第25話 そうやって生きてきた。オーガットの人間は、みんな。
あれだけ騒がしかったはずの食堂は既に見る影もなくなっていた。寸銅鍋でも洗っているのだろう。厨房は依然として水道水をアルミに、水道水をステンレスに打ち付ける音を響かせているが、その音にかつての焦燥感はない。彼らの激動の一日を慰労するように、小窓から柔らかな蜜柑色の陽が注ぎ込まれている。
戦争で家族を失い、路頭に迷っていた少女と少女。
それが十年前の水無月夏希と木之本梓だった。彼女たちはたった二人で生きてきたらしい。

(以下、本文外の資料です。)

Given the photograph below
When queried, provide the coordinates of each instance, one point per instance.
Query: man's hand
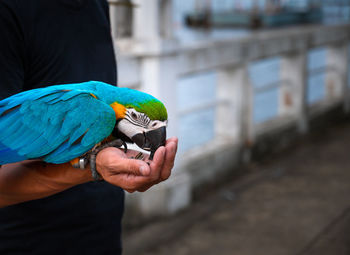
(121, 170)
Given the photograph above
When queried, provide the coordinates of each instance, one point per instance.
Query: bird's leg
(93, 153)
(125, 147)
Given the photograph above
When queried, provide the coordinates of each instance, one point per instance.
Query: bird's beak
(151, 140)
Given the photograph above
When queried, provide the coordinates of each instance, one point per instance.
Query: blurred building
(231, 94)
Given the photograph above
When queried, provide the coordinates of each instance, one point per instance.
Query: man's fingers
(171, 149)
(157, 163)
(131, 166)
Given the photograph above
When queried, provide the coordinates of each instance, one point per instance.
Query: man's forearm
(30, 180)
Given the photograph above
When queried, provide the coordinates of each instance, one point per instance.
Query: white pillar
(152, 19)
(159, 78)
(337, 78)
(294, 97)
(234, 113)
(146, 19)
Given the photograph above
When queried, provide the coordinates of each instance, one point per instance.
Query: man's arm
(30, 180)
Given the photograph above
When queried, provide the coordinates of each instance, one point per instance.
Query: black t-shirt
(46, 42)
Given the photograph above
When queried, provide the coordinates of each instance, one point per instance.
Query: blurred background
(258, 93)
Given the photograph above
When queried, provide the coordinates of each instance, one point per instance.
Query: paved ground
(295, 203)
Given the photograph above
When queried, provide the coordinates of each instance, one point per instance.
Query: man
(57, 209)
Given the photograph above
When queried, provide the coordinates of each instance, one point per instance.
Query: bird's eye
(134, 116)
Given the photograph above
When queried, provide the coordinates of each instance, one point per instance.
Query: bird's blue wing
(54, 125)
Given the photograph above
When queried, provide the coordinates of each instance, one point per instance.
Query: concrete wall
(153, 61)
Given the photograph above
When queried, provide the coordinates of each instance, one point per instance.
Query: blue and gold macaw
(60, 123)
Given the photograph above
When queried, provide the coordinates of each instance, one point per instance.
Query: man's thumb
(138, 167)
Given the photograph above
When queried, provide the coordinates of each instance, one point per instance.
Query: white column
(294, 97)
(146, 17)
(234, 112)
(159, 78)
(337, 78)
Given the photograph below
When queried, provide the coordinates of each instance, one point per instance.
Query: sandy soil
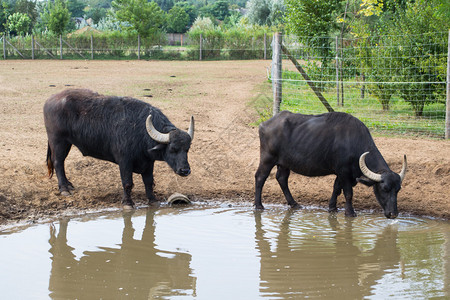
(224, 155)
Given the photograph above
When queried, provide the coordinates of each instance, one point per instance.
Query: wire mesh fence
(394, 84)
(207, 46)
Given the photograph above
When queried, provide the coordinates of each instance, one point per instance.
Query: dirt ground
(224, 156)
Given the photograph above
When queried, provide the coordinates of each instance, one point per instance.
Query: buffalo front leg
(147, 178)
(260, 178)
(337, 189)
(58, 154)
(127, 183)
(348, 194)
(282, 178)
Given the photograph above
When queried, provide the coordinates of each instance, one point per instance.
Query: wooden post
(32, 46)
(60, 47)
(4, 46)
(447, 112)
(92, 47)
(139, 47)
(201, 45)
(337, 71)
(276, 72)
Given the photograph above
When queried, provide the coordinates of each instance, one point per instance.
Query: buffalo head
(173, 146)
(385, 185)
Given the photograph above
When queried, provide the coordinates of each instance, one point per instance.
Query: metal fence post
(139, 47)
(276, 72)
(337, 71)
(447, 112)
(4, 46)
(265, 46)
(32, 46)
(92, 47)
(201, 45)
(60, 46)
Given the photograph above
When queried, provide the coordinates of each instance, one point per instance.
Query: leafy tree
(5, 11)
(220, 9)
(76, 8)
(259, 12)
(96, 14)
(56, 16)
(144, 17)
(416, 57)
(165, 5)
(177, 20)
(313, 22)
(216, 11)
(190, 9)
(28, 8)
(18, 23)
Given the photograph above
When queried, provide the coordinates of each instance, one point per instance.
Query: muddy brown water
(220, 251)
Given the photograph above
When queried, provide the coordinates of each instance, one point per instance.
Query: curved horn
(191, 128)
(403, 171)
(365, 170)
(162, 138)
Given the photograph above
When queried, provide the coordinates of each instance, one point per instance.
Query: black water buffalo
(317, 145)
(123, 130)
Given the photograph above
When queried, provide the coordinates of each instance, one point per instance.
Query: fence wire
(394, 84)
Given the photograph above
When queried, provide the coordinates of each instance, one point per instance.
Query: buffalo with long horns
(123, 130)
(318, 145)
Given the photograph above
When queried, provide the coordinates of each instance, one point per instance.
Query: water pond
(220, 251)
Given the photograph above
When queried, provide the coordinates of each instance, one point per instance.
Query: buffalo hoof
(332, 210)
(350, 214)
(127, 207)
(296, 206)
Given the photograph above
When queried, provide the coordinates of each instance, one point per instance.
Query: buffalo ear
(366, 181)
(156, 151)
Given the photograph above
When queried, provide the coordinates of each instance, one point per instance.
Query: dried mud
(224, 156)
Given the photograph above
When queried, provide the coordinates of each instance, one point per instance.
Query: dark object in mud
(123, 130)
(318, 145)
(178, 199)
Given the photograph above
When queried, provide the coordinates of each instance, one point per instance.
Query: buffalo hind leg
(59, 152)
(147, 178)
(282, 178)
(127, 183)
(337, 189)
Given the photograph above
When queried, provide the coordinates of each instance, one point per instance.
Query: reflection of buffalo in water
(136, 269)
(332, 268)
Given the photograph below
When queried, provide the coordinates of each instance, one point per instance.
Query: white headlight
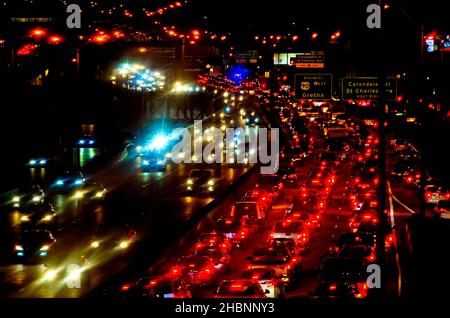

いつか、僕が魔術について尋ねたとき、夏希はトラウマを抱えた誰かのために僕に怒ってくれたんだっけ。夏希も、木之本さんも、きっと兄分だって、誰一人戦争を恨んでいない人間なんて居ないはずなのに。たった二人で、焼け野原になったらしいこの国を懸命に生き抜いたというのに、僕は、僕はそんなことも知らないで。
「……そんな顔すんな。あいつらは同情して喜ぶようなタマじゃねえ。それに、今時親がいないなんて珍しい話でもねえしな。現にてめえもどごぞの爺さんに拾われた身なんだろ? その幸って変人と一緒に」
親がいないなんてありふれたことだ。そんな残酷なことを、兄分は無表情に語る。
僕はこのファンタジー世界の新参者だから大手を振って主張できることなんて一つとして有りはしないのだけれど、僕はこのとき、明瞭にこう思った。そして、気づけば声を荒らげていた。
「そんなの、間違ってる。ゼッタイ」
大手を振って主張せざるを得なかった。
「……みんな、同じなんだ」
兄分がぼそりと呟く。
「失ったもんは戻ってこない、そりゃ正論だけどよ。実際そんな風に割り切れるわけねえだろ? でも割り切らなきゃダメなんだ。家族を失ったって、友人を失ったって、手足を失ったって。戦争を憎んでいたら前に進めない。怒りも悲しみも全部乗り越えなきゃならない。どうしても割り切れねえなら、せめて
「………………」
たしかに間違いかもしれねえけどな、と加えて。
兄分は僕から目を離そうとしなかった。瞬きひとつしなかった。ほんと、あのポアンとした瞳はどこにやってしまったのか。
誇張するわけでも勇み立つわけでもなく、ただ平然と、それが現実なのだと兄分の瞳が語っている。果たしてその瞳が見据えるのは十年前の戦火か、それとも再興した未来か。どちらも正しいようで、どちらも間違っているような気がした。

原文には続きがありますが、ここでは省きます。